Background: Cell counting from cell cultures is required in multiple biological and biomedical research applications. Especially, accurate brightfield-based cell counting methods are needed for cell growth analysis. With deep learning, cells can be detected with high accuracy, but manually annotated training data is required. We propose a method for cell detection that requires annotated training data for one cell line only, and generalizes to other, unseen cell lines.

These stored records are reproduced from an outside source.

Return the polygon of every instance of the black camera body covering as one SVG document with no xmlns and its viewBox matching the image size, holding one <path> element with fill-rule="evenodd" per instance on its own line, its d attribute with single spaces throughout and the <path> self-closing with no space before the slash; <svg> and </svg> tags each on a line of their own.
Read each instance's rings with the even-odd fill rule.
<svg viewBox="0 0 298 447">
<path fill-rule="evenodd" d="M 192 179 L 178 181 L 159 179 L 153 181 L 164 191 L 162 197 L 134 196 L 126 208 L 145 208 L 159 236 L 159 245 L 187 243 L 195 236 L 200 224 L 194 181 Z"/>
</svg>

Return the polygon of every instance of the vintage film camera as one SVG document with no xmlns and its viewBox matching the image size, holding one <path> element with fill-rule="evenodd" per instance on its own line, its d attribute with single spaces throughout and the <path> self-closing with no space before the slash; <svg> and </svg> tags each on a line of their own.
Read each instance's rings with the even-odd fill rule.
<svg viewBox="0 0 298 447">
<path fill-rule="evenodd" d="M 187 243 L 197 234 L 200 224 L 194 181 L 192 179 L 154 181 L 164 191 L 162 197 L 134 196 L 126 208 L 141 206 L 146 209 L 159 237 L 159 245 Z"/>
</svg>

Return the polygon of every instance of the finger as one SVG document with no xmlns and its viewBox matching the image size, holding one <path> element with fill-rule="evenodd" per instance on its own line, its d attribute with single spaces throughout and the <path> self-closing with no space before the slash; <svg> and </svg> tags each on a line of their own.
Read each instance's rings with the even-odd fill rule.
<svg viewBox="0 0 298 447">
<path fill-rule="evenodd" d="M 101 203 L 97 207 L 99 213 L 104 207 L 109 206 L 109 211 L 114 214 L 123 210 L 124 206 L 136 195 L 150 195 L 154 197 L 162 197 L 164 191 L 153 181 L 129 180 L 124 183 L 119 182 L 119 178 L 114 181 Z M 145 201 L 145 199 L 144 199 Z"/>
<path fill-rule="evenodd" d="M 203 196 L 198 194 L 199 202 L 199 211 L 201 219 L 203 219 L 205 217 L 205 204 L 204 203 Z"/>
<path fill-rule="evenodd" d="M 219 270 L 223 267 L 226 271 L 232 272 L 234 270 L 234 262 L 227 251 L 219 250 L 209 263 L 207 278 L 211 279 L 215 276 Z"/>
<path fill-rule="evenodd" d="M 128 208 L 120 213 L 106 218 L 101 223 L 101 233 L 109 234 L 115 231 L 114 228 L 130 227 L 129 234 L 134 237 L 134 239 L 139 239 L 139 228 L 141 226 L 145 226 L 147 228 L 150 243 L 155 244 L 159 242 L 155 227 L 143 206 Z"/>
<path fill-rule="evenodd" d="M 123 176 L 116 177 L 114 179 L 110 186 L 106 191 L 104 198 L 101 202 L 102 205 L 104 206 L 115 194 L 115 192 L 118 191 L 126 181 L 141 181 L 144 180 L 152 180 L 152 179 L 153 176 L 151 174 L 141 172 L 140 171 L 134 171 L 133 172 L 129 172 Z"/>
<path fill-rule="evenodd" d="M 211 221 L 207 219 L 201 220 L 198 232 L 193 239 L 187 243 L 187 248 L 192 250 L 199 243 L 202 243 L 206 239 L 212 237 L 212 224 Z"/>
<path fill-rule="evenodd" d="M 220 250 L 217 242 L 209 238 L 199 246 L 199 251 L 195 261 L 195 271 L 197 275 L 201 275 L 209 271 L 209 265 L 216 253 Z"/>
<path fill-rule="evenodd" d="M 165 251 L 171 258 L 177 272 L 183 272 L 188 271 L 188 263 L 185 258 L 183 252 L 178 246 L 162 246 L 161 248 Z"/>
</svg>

Results: Training a deep learning model with one cell line only can provide accurate detections for similar unseen cell lines (domains). However, if the new domain is very dissimilar from training domain, high precision but lower recall is achieved. Generalization capabilities of the model can be improved with training data transformations, but only to a certain degree. To further improve the detection accuracy of unseen domains, we propose iterative unsupervised domain adaptation method. Predictions of unseen cell lines with high precision enable automatic generation of training data, which is used to train the model together with parts of the previously used annotated training data. We used U-Net-based model, and three consecutive focal planes from brightfield image z-stacks. We trained the model initially with PC-3 cell line, and used LNCaP, BT-474 and 22Rv1 cell lines as target domains for domain adaptation. Highest improvement in accuracy was achieved for 22Rv1 cells. F1-score after supervised training was only 0.65, but after unsupervised domain adaptation we achieved a score of 0.84. Mean accuracy for target domains was 0.87, with mean improvement of 16 percent.
Conclusions: With our method for generalized cell detection, we can train a model that accurately detects different cell lines from brightfield images. A new cell line can be introduced to the model without a single manual annotation, and after iterative domain adaptation the model is ready to detect these cells with high accuracy.
Keywords: Brightfield; Cell detection; Deep learning; Semi-supervised learning; Unsupervised domain adaptation.